Defective rate. (4.14, p. 148) A machine that produces a special type of transistor (a component of computers) has a 2% defective rate. The production is considered a random process where each transistor is independent of the others.

  1. What is the probability that the 10th transistor produced is the first with a defect?
#Geometric distribution in R
dgeom(10 - 1, 0.02)
## [1] 0.01667496
  1. What is the probability that the machine produces no defective transistors in a batch of 100?
#Binomal distribution in R
dbinom(0, 100, 0.02)
## [1] 0.1326196
  1. On average, how many transistors would you expect to be produced before the first with a defect? What is the standard deviation?
#Mean of expected transistors expected to be produced before first defect
 p <- 0.02
mean <- 1 / p
mean
## [1] 50
#Standard deviation of expected transistors expected to be produced before first defect 
p <- 0.02
sd <- sqrt((1 - p) / p^2)
sd
## [1] 49.49747
  1. Another machine that also produces transistors has a 5% defective rate where each transistor is produced independent of the others. On average how many transistors would you expect to be produced with this machine before the first with a defect? What is the standard deviation?
#Mean of expected transistors expected to be produced before first defect
 p <- 0.05
mean <- 1 / p
mean
## [1] 20
#Standard deviation of expected transistors expected to be produced before first defect 
p <- 0.05
sd <- sqrt((1 - p) / p^2)
sd
## [1] 19.49359
  1. Based on your answers to parts (c) and (d), how does increasing the probability of an event affect the mean and standard deviation of the wait time until success?

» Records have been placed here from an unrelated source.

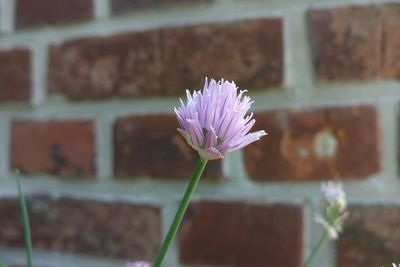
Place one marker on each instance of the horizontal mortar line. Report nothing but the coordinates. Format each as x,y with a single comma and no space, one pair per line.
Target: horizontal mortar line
144,190
335,94
50,258
146,20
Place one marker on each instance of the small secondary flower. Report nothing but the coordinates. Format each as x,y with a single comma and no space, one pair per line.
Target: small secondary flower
333,209
138,264
215,121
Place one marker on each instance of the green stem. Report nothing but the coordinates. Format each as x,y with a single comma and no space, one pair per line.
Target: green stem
317,249
180,212
25,222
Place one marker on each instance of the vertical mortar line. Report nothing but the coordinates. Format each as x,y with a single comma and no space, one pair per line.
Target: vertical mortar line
5,138
312,234
168,211
39,73
104,147
7,13
388,123
298,75
102,9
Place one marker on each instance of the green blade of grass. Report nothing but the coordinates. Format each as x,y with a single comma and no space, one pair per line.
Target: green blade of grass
25,221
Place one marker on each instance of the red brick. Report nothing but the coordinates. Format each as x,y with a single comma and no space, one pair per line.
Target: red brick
125,6
62,148
370,237
15,75
242,235
125,65
357,42
151,146
112,229
34,13
294,149
248,52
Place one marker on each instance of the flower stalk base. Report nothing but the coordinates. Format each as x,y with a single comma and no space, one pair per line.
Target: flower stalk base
180,212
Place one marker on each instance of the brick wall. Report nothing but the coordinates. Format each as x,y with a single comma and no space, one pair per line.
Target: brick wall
87,90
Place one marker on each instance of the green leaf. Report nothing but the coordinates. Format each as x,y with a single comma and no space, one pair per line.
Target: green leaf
25,221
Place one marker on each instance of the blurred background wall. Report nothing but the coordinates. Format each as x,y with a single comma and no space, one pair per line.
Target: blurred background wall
87,90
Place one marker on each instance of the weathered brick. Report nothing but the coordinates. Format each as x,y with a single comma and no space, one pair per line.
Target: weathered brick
111,229
15,75
101,67
370,237
34,13
151,146
62,148
248,52
242,235
357,42
125,6
320,144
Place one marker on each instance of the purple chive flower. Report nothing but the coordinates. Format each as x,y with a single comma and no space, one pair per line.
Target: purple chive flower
215,121
138,264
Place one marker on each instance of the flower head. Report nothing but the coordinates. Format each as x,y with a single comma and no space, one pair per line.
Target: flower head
138,264
333,209
215,121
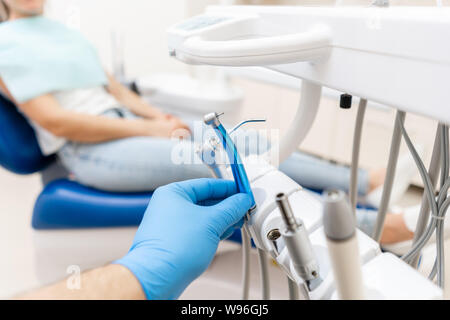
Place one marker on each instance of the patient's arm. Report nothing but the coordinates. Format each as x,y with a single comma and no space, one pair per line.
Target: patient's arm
132,101
46,111
110,282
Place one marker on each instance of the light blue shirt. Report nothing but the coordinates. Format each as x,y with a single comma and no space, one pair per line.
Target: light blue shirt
40,56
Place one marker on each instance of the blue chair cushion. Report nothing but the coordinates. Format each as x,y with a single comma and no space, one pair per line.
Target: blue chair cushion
19,149
66,204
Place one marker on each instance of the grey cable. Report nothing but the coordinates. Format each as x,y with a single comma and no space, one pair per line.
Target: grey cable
440,254
390,174
430,195
293,289
353,190
246,246
264,268
424,213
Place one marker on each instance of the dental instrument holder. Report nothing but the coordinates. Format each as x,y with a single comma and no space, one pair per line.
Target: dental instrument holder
237,167
298,245
340,230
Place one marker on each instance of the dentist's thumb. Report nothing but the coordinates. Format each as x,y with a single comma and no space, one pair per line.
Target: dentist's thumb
230,211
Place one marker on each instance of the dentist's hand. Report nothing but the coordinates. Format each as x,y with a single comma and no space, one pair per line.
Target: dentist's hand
180,233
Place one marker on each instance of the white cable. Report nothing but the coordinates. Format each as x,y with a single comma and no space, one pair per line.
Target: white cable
246,246
390,174
264,268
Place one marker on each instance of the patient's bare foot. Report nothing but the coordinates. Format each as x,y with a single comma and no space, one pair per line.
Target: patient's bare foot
376,178
395,230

Male children. While it is often assumed that the probabilities of having a boy or a girl are the same, the actual probability of having a boy is slightly higher at 0.51. Suppose a couple plans to have 3 kids.

  1. Use the binomial model to calculate the probability that two of them will be boys.
#Binomial Distribution
dbinom(2, 3, 0.51)
## [1] 0.382347
  1. Write out all possible orderings of 3 children, 2 of whom are boys. Use these scenarios to calculate the same probability from part (a) but using the addition rule for disjoint outcomes. Confirm that your answers from parts (a) and (b) match.
#Scenarios for 2 boys
P1 <- 0.49 * 0.51 * 0.51
P2 <- 0.51 * 0.51 * 0.49
P3 <- 0.51 * 0.49 * 0.51

P <- P1 + P2 + P3
P 
## [1] 0.382347
  1. If we wanted to calculate the probability that a couple who plans to have 8 kids will have 3 boys, briefly describe why the approach from part (b) would be more tedious than the approach from part (a).

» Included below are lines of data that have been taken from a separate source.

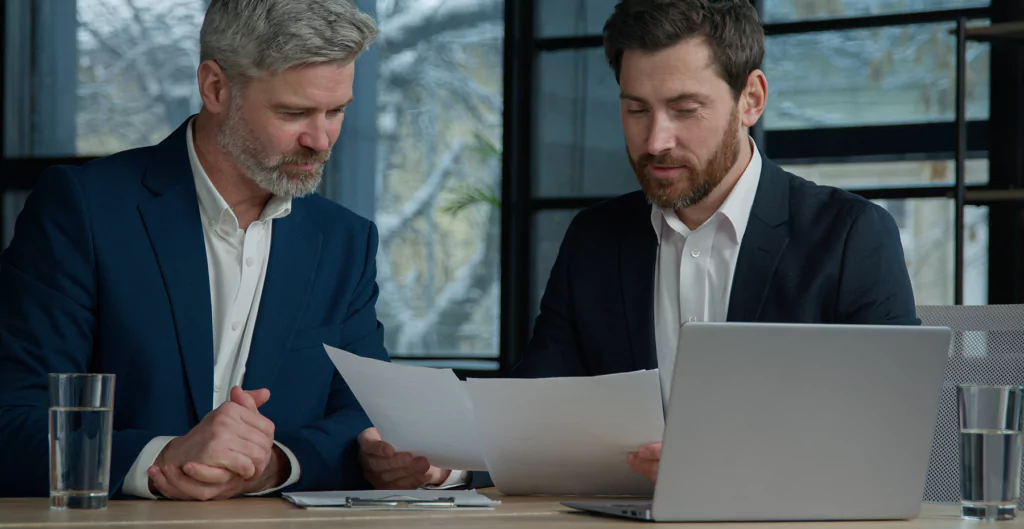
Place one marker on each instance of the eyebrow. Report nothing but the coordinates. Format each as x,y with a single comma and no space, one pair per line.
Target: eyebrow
300,107
683,97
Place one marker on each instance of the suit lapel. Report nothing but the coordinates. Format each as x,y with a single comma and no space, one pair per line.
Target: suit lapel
173,225
638,253
766,236
295,247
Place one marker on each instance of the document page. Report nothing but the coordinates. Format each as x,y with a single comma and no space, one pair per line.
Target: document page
567,436
422,410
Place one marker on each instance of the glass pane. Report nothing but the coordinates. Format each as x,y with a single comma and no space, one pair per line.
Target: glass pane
870,77
95,77
578,136
549,228
792,10
891,174
136,72
571,17
926,227
438,137
976,255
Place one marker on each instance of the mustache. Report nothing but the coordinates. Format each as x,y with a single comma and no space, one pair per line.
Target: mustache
663,160
306,157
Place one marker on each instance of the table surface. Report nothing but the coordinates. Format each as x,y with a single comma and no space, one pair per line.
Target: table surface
539,512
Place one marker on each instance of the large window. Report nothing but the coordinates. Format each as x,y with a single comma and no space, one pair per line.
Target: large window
876,76
422,156
420,152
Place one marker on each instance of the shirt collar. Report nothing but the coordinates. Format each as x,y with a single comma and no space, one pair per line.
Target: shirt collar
212,205
735,209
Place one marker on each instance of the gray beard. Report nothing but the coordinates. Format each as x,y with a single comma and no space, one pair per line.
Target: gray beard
236,138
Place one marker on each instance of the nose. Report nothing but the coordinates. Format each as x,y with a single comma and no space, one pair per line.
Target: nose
662,137
315,135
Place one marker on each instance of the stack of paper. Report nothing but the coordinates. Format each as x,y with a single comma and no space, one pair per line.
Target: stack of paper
384,498
544,436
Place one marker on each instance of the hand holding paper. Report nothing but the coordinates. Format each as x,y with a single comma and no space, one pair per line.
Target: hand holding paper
386,469
553,436
419,410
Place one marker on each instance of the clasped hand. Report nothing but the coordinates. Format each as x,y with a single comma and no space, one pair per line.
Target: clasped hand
228,453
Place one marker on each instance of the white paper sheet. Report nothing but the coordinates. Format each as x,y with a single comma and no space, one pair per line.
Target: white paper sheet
340,498
567,436
422,410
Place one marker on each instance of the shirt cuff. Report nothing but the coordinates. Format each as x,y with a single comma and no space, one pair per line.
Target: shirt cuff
292,478
137,480
456,479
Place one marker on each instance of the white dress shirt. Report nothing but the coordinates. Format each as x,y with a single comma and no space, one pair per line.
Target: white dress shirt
694,268
237,261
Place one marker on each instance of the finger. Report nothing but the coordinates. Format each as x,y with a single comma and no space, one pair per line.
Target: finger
249,399
651,451
378,464
207,474
419,466
411,482
227,458
258,454
163,486
437,476
255,420
192,488
647,469
259,396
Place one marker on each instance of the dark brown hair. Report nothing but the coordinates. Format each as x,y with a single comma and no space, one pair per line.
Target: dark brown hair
731,29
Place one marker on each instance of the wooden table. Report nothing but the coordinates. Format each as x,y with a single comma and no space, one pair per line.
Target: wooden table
541,513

Serving in volleyball. (4.30, p. 162) A not-so-skilled volleyball player has a 15% chance of making the serve, which involves hitting the ball so it passes over the net on a trajectory such that it will land in the opposing team’s court. Suppose that her serves are independent of each other.

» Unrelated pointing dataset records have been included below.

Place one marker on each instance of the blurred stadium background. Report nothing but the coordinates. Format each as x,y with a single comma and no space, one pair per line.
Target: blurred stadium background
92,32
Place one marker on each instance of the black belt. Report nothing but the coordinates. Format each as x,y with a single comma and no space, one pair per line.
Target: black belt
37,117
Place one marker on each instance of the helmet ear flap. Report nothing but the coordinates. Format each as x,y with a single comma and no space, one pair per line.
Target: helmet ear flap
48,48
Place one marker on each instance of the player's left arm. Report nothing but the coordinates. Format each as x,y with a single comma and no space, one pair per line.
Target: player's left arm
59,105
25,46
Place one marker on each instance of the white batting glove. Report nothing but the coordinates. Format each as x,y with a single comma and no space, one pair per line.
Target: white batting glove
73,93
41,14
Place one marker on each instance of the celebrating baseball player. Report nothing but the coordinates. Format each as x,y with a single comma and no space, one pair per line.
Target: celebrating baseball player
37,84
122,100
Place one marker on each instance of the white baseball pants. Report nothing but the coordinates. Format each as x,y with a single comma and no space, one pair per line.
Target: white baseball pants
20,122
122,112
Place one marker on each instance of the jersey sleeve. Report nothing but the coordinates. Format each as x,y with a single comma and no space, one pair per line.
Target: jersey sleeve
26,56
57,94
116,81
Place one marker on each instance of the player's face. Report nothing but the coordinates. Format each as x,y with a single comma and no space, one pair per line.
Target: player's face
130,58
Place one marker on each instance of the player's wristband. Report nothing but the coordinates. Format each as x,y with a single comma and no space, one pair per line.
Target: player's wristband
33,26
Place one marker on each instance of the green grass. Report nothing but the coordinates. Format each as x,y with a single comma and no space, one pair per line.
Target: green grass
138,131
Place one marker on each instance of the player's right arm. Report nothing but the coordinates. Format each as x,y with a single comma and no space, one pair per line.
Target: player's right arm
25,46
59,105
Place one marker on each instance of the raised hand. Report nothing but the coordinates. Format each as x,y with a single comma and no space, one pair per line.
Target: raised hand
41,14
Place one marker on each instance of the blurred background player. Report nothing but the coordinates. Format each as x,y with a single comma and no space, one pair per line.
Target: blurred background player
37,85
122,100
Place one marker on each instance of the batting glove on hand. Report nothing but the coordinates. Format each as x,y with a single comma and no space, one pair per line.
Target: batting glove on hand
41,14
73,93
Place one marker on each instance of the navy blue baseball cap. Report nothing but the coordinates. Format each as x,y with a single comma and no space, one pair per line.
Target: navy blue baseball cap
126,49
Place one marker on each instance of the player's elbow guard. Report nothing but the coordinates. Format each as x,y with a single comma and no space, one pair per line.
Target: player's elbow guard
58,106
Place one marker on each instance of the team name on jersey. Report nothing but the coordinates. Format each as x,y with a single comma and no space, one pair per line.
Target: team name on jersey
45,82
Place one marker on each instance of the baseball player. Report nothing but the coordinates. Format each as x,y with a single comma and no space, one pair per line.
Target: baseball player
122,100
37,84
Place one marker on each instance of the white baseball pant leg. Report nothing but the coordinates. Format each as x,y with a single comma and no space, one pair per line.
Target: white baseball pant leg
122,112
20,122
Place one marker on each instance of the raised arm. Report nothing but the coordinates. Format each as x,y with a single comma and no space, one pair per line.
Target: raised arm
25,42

  1. What is the probability that on the 10th try she will make her 3rd successful serve?
#Negative Binomial Distribution
dnbinom(7, 3, 0.15)
## [1] 0.03895012
  1. Suppose she has made two successful serves in nine attempts. What is the probability that her 10th serve will be successful?
  1. Even though parts (a) and (b) discuss the same scenario, the probabilities you calculated should be different. Can you explain the reason for this discrepancy?